La dinamica è sempre la stessa.
Scoppia qualche guaio giudiziario. Tizio viene arrestato e suoi familiari, o lui stesso, ti nominano difensore di fiducia. Vai in carcere a trovarlo. L'interrogatorio di garanzia incombe e devi assolutamente parlare con il tuo cliente subito. Al colloquio ti appare affranto e si dichiara nelle tue mani. Si professa innocente e comunque ti assicura che si avvarrà della facoltà di non rispondere, come gli hai consigliato. In ogni caso promette solennemente di fare qualunque cosa gli dirai. Allora vai all'interrogatorio confortato da tanta fiducia. Certo, la responsabilità si fa più pesante, ma è in qualche modo addolcita da una completa libertà di manovra. Ti fa sentire libero di cercare il meglio possibile per il tuo cliente.
Disporre di un assistito che si fida in maniera assoluta ti permette di compiere una scelta adeguata.
Fai l'interrogatorio. Naturalmente il giudice non fa una grinza e lascia il tuo cliente dietro le sbarre.
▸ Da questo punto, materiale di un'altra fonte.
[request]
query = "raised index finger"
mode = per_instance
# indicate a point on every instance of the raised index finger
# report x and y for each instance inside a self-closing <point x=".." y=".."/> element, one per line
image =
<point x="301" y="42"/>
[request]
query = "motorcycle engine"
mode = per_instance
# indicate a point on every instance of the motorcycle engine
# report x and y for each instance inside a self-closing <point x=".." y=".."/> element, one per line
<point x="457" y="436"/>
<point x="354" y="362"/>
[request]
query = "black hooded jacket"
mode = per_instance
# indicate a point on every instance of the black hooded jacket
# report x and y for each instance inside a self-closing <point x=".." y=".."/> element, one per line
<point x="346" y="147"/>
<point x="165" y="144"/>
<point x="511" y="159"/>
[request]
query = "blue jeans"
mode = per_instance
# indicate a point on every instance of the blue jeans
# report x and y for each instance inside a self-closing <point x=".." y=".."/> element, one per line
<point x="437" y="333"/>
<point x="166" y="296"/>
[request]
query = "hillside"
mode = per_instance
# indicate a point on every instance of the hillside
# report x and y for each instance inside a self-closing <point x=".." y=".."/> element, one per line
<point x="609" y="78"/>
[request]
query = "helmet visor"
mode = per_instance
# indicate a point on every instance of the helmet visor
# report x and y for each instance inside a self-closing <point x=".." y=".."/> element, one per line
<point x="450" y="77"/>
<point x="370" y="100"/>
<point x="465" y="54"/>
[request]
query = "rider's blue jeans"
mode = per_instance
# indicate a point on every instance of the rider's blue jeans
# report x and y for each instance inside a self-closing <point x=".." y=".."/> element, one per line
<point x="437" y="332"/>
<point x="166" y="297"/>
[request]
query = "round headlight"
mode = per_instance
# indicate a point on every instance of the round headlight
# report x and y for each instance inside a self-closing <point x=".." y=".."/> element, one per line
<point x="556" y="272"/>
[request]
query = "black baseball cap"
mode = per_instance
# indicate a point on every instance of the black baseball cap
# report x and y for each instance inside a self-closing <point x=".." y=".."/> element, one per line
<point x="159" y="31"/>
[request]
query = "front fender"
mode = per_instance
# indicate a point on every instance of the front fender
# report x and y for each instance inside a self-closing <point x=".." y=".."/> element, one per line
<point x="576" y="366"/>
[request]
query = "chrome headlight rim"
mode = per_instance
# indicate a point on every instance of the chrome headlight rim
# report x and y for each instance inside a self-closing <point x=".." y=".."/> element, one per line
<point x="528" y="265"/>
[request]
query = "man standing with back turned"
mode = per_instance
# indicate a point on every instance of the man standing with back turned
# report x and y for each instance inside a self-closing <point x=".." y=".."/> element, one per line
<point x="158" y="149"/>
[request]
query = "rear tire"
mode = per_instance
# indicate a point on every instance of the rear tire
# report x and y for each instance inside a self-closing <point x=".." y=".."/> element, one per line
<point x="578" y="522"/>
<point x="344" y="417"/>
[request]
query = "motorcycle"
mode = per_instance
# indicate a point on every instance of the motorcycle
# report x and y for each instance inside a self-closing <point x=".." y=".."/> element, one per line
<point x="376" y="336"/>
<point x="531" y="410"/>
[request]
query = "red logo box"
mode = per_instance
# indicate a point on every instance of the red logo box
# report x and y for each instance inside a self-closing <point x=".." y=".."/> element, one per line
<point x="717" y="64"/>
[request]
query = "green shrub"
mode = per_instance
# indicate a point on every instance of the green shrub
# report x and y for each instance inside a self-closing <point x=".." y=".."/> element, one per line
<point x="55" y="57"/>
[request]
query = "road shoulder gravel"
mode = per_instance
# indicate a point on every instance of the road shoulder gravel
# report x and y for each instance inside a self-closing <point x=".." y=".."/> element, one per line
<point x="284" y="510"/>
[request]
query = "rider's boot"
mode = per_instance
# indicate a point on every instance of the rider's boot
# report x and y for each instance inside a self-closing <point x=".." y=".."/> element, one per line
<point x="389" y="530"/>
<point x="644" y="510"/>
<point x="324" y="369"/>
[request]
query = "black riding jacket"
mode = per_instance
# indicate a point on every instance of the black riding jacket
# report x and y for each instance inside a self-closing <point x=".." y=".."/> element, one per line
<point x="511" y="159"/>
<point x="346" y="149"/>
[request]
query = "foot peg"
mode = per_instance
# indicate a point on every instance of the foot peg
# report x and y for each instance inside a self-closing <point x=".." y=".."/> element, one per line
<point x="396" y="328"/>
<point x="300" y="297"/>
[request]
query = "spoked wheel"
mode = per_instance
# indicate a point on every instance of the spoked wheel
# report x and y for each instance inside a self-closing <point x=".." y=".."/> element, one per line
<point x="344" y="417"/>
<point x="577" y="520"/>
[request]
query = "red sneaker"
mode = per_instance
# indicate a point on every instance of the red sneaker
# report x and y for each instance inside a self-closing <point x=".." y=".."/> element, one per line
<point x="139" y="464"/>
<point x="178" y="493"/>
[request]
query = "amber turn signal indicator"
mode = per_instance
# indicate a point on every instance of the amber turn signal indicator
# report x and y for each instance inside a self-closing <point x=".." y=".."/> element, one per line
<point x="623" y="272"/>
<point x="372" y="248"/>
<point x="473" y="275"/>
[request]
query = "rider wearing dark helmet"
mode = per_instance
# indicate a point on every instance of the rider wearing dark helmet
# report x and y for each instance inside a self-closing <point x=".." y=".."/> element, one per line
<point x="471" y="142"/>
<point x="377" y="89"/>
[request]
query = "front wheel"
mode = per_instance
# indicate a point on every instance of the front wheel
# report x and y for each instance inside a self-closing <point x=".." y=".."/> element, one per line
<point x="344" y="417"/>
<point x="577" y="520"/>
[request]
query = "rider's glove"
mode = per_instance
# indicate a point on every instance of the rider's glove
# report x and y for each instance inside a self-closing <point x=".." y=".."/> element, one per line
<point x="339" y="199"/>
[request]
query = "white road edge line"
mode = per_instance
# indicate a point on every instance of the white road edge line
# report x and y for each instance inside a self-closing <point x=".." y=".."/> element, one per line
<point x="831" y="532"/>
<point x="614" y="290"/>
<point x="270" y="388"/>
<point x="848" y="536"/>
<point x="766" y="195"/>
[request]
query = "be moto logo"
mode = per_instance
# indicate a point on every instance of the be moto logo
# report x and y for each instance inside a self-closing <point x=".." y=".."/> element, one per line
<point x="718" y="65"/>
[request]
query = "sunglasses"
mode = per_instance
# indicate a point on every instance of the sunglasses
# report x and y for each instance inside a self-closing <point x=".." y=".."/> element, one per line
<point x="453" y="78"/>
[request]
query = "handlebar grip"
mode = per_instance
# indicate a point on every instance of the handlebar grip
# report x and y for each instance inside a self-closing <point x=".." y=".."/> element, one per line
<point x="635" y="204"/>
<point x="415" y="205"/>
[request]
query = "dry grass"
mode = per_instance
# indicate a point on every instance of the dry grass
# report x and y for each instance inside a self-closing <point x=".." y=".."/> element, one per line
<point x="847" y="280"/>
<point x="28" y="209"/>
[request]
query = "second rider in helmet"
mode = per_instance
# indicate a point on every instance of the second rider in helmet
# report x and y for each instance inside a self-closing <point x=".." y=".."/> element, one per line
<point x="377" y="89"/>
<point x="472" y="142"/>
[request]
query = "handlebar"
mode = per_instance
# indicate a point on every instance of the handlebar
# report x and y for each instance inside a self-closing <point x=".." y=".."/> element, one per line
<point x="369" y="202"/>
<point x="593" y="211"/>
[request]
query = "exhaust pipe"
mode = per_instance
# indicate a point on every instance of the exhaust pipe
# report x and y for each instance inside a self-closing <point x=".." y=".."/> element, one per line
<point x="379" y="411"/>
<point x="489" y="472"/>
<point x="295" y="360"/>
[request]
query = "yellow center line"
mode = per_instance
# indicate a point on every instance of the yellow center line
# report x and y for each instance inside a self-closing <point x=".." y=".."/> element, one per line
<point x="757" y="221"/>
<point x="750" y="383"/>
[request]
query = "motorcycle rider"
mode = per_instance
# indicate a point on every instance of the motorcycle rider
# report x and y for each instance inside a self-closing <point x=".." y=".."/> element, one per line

Come dici all'indagato, è ancora troppo presto. E soprattutto non si conosce ciò che il PM ha in mano. La cosiddetta discovery, ossia la rivelazione delle carte processuali, è lontana per il momento. Ti trovi nella fase in cui vanno compiuti timidi assaggi cautelosi. Sei al buio. Scrivi qualche breve memoria al PM oppure al Giudice tentando di interpretare cosa ci sia dietro il capo d'imputazione. In questi momenti l'attività dell'avvocato assomiglia al gioco al gioco del nascondino. Il riesame delle misure cautelari è sempre un rischio. Vai a tentativi. Fai una prima richiesta di arresti domiciliari al GIP ma devi motivarla. In questi casi è molto utile disporre di una situazione di salute non tanto florida. Ti consente di organizzare grandi memorie fondate sul concetto di incompatibilità dell'indagato con la struttura carceraria senza entrare nel merito. Ciò che importa in quei momenti non è il cuore del processo, quanto liberarsi dalla misura cautelare. È però in quel giro di giorni che il cliente viene colto dallo scoramento cruciale. Così i suoi familiari. La domanda che comincia a martellarli – anche di notte – è facile: ci saremo messi nelle mani di quello giusto? Non ci vorrà un avvocato di quelli davvero importanti?
Chiariamo una cosa.
È umano e comprensibile.
Sono i modi che di solito offendono.
L'avvocato che è stato nominato per primo non possiede l'esclusiva di un cliente. Quest'ultimo è in assoluto il vero dominus della sua vita e quindi può scegliersi chi vuole. Però, vedete, di solito a me è capitato quanto segue.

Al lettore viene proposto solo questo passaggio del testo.